パワーウィンドウに挟まれた事故では、障害物にあたれば自動停止・反転する安全装置が運転席と助手席にはあったものの後部の窓には採用されてなかったそう。結果として重大な事故となってしまった。でも、子どもは後部座席に乗せることが多いだろうし、運転者(大人)の目の届きにくい後部の方が安全装置はより必要に思える。販売の時に、後部にはパワーウィンドウの安全装置はついてないことと子どもがパワーウィンドウに挟まれる重大事故が発生しているという情報がきっちり伝えられていたら、小さい子どもを持つ親は後部に安全装置がついていない車を購入しただろうか?ベビーカーを折りたたむ際に子どもの指が挟まると最悪切断の恐れがあることを親が認識していれば、もっと慎重に操作をしていたかもしれない。
こういう子どもの事故は親がもっと注意していれば、親が目を離さなければ確かに防げたものかもしれない。

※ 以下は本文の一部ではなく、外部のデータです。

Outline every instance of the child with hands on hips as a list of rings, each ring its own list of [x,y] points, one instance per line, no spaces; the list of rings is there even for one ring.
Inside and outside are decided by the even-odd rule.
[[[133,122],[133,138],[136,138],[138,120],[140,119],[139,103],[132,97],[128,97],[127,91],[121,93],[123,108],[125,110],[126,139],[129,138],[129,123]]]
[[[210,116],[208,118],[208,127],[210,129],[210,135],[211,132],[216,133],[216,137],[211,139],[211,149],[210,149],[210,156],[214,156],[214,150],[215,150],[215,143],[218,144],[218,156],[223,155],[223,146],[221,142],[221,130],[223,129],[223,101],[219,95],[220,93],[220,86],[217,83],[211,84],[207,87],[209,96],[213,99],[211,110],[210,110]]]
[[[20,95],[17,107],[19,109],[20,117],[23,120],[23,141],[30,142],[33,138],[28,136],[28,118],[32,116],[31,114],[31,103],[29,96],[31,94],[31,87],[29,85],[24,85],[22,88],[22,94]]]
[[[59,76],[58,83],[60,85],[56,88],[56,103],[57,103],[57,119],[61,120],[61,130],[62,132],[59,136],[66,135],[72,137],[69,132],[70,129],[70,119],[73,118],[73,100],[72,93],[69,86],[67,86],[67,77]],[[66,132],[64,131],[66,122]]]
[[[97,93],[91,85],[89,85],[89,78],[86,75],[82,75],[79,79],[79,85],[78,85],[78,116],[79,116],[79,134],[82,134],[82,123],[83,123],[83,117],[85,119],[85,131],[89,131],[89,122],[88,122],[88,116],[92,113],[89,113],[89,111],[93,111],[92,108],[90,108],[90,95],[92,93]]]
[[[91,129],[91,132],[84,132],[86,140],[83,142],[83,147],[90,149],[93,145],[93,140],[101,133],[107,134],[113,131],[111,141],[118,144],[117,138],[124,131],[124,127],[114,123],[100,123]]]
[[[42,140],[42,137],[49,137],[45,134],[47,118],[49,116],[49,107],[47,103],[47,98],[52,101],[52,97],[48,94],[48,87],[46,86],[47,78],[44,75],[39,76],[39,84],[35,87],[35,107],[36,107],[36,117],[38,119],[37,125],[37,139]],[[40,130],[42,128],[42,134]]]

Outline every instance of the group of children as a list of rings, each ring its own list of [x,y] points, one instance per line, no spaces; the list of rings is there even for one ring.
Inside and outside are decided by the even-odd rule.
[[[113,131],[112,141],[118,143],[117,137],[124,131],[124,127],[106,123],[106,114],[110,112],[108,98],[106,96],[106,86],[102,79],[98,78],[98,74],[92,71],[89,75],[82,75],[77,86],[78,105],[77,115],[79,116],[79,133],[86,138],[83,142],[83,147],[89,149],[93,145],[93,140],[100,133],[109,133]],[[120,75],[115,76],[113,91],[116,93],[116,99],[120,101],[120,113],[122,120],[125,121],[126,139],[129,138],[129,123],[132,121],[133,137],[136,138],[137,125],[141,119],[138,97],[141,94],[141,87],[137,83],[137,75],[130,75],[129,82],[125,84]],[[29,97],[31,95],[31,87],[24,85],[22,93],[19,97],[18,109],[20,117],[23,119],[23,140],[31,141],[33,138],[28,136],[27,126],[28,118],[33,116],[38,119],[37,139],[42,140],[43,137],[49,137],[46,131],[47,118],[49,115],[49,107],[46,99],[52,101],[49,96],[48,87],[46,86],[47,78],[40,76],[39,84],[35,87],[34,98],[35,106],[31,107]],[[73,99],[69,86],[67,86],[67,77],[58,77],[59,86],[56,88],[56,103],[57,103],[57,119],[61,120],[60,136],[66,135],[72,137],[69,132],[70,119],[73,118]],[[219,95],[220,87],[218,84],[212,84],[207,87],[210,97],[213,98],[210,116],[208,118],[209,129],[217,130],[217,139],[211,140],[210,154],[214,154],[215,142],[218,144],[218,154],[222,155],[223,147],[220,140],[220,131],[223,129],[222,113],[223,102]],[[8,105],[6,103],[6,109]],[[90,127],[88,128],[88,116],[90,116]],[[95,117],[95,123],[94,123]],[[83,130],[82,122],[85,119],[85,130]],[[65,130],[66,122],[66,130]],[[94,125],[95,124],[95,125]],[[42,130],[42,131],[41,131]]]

でも、もっと注意を払い子どもから目を離さないためには、こういう恐れがある、最悪こんな事態になることもあるという情報をきっちり伝えれば、親の想像力も刺激されて最悪の想定を前提とした行動をとりやすくなるんじゃないだろうか。
ものを買うのは楽しいことで、その際消費者が受け取るのはこんなに楽しい、こんなにラク、こんなにステキというベネフィット情報がほとんど。取扱説明書等には危険や注意情報をかなりわかりやすく載せるようになったと思うけど、もう一歩手前の販売段階でも危険・注意情報に接することができる工夫や努力も生産・販売者、消費者ともに大切じゃないかな。